Jakarta: Wakil Ketua
Komnas Hak Asasi Manusia (HAM) Pranomo Ubeid Tanthowi mendorong penyelenggara pemilu untuk memastikan penyandang disabilitas dapat menggunakan hak suaranya pada
Pemilu 2024. Meski secara prosentase kecil, jumlah pemilih difabel memiliki hak yang setara dengan warga negara lainnya.
"Kalau kita lihat prosentasenya memang kecil, tapi kalau kita lihat jumlahnya jadi 1 juta orang, itu besar," kata Pramono dalam diskusi daring bertajuk 'Pemilu yang Ramah HAM, Apa Syaratnya?', Rabu, 5 Juli 2023.

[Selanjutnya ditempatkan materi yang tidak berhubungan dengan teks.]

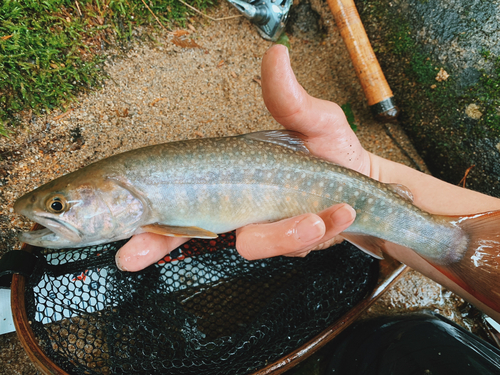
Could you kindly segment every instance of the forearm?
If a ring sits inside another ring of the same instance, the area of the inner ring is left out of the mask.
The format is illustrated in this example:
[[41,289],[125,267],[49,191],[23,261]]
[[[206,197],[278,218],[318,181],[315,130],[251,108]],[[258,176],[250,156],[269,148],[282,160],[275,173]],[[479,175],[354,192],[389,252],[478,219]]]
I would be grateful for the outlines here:
[[455,186],[377,155],[369,153],[370,177],[406,186],[421,209],[441,215],[466,215],[500,210],[500,199]]

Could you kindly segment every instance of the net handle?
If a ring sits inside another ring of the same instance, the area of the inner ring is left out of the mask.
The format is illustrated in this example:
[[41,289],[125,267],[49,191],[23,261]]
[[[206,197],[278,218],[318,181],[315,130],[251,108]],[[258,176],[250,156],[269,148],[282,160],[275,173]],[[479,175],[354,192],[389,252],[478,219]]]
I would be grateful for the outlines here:
[[[31,230],[43,228],[40,224],[35,224]],[[33,252],[31,245],[23,244],[21,250],[29,253]],[[26,314],[26,305],[24,299],[24,289],[26,286],[26,278],[21,275],[12,276],[12,284],[10,286],[12,318],[16,327],[17,337],[21,342],[26,354],[37,370],[42,374],[53,375],[69,375],[66,371],[57,366],[47,355],[42,351],[36,340],[35,333],[31,329],[28,315]]]

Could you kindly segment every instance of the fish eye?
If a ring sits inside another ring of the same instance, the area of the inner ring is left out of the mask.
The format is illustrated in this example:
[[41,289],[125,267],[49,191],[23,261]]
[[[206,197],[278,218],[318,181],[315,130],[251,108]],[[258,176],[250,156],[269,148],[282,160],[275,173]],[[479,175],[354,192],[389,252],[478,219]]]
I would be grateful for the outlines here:
[[55,195],[47,200],[45,204],[49,212],[60,214],[68,209],[66,199],[60,195]]

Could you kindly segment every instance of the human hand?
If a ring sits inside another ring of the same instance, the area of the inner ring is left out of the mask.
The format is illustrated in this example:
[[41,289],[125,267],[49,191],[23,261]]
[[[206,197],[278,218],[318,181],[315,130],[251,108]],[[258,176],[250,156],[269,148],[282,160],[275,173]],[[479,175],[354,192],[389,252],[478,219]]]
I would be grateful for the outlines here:
[[[262,93],[276,121],[302,133],[312,154],[369,175],[369,154],[359,143],[342,109],[306,93],[295,78],[284,46],[271,47],[263,57]],[[318,214],[248,225],[237,230],[236,248],[247,259],[305,256],[312,250],[341,242],[338,234],[352,224],[355,216],[352,207],[339,204]],[[139,234],[118,251],[116,263],[120,269],[138,271],[186,241],[186,238]]]

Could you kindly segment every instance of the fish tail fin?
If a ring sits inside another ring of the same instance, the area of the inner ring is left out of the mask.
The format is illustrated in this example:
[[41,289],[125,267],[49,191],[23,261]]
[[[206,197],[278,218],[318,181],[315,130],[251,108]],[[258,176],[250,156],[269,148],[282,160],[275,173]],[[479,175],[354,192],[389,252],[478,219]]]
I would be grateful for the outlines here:
[[468,236],[463,256],[437,270],[476,299],[500,312],[500,211],[448,219]]

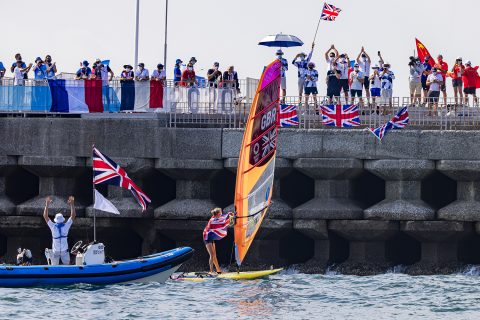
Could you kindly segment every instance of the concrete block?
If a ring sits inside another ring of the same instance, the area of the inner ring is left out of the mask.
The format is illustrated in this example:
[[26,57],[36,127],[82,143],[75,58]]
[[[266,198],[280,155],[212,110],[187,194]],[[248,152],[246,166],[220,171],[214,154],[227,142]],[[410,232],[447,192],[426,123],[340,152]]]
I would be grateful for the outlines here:
[[210,199],[175,199],[155,209],[156,219],[210,219],[217,205]]
[[328,229],[350,241],[386,241],[399,232],[396,221],[332,220]]
[[432,220],[435,210],[422,200],[383,200],[365,209],[365,219]]
[[299,158],[294,168],[313,179],[352,179],[363,171],[363,162],[346,158]]
[[435,162],[416,159],[366,160],[365,169],[384,180],[422,180],[435,170]]
[[173,179],[206,180],[223,169],[221,160],[156,159],[155,167]]
[[362,219],[360,204],[350,199],[314,198],[293,209],[294,219]]
[[293,229],[314,240],[328,239],[327,221],[311,219],[293,220]]
[[472,234],[473,224],[460,221],[403,221],[400,230],[421,242],[449,242]]

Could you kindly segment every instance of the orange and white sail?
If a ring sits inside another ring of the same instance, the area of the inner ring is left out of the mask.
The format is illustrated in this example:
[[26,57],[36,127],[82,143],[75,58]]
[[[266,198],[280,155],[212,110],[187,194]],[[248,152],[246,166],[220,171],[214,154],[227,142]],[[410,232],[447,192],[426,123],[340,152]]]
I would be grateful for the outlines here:
[[235,258],[242,264],[272,198],[277,152],[281,62],[262,73],[238,158],[235,186]]

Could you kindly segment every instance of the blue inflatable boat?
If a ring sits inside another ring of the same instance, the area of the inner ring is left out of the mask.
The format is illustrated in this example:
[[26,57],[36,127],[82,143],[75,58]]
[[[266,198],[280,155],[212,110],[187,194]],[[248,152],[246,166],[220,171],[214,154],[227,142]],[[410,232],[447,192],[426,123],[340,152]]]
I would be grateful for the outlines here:
[[189,247],[113,263],[67,266],[0,266],[0,287],[107,285],[124,282],[165,282],[190,259]]

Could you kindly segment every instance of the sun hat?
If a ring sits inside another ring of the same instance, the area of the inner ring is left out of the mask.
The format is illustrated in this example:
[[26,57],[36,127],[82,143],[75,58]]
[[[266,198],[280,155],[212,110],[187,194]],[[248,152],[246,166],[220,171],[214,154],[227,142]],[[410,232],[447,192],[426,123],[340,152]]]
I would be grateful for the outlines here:
[[55,215],[55,219],[53,219],[53,221],[55,221],[55,223],[63,223],[63,222],[65,222],[65,217],[63,216],[63,214],[57,213]]

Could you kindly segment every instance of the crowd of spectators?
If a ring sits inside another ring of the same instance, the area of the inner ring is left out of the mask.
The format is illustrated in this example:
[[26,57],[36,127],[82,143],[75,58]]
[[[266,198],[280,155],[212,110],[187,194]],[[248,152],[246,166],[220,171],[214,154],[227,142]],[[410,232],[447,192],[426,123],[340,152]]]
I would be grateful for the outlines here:
[[[231,87],[240,90],[238,74],[234,69],[234,66],[229,66],[223,73],[220,71],[220,64],[215,62],[213,67],[208,70],[206,78],[199,77],[195,72],[195,64],[197,59],[195,57],[190,58],[186,65],[183,65],[181,59],[177,59],[174,67],[174,86],[193,87],[199,85],[199,79],[205,80],[209,87]],[[165,81],[167,79],[166,70],[164,65],[159,63],[157,68],[151,73],[145,67],[145,64],[139,63],[137,69],[126,64],[123,66],[123,71],[120,73],[120,81]],[[28,73],[33,71],[34,80],[45,81],[46,79],[55,79],[57,75],[57,66],[55,62],[52,62],[52,57],[47,55],[45,59],[37,57],[35,64],[26,63],[22,60],[20,53],[15,55],[15,62],[12,64],[10,71],[13,73],[14,85],[25,85],[25,80],[28,79]],[[6,69],[0,62],[0,79],[6,74]],[[90,68],[90,63],[85,60],[80,63],[80,67],[75,73],[76,80],[102,80],[106,83],[112,81],[115,77],[114,72],[109,66],[109,61],[102,61],[96,59]]]

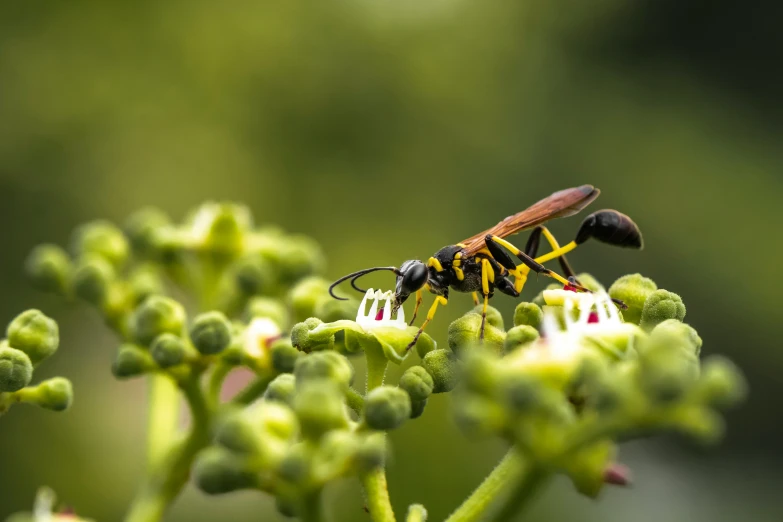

Mantan anggota Komisi Pemilihan Umum (KPU) RI itu menyebut salah satu tantangan yang dihadapi pemilih disabilitas terdapat saat proses pendataan. Penyelenggara pemilu, lanjutnya, kerap kesulitan mendata pemilih difabel karena cenderung ditutupi keluarga. Sehingga, penyandang disabilitas tidak dapat menggunakan hak suaranya.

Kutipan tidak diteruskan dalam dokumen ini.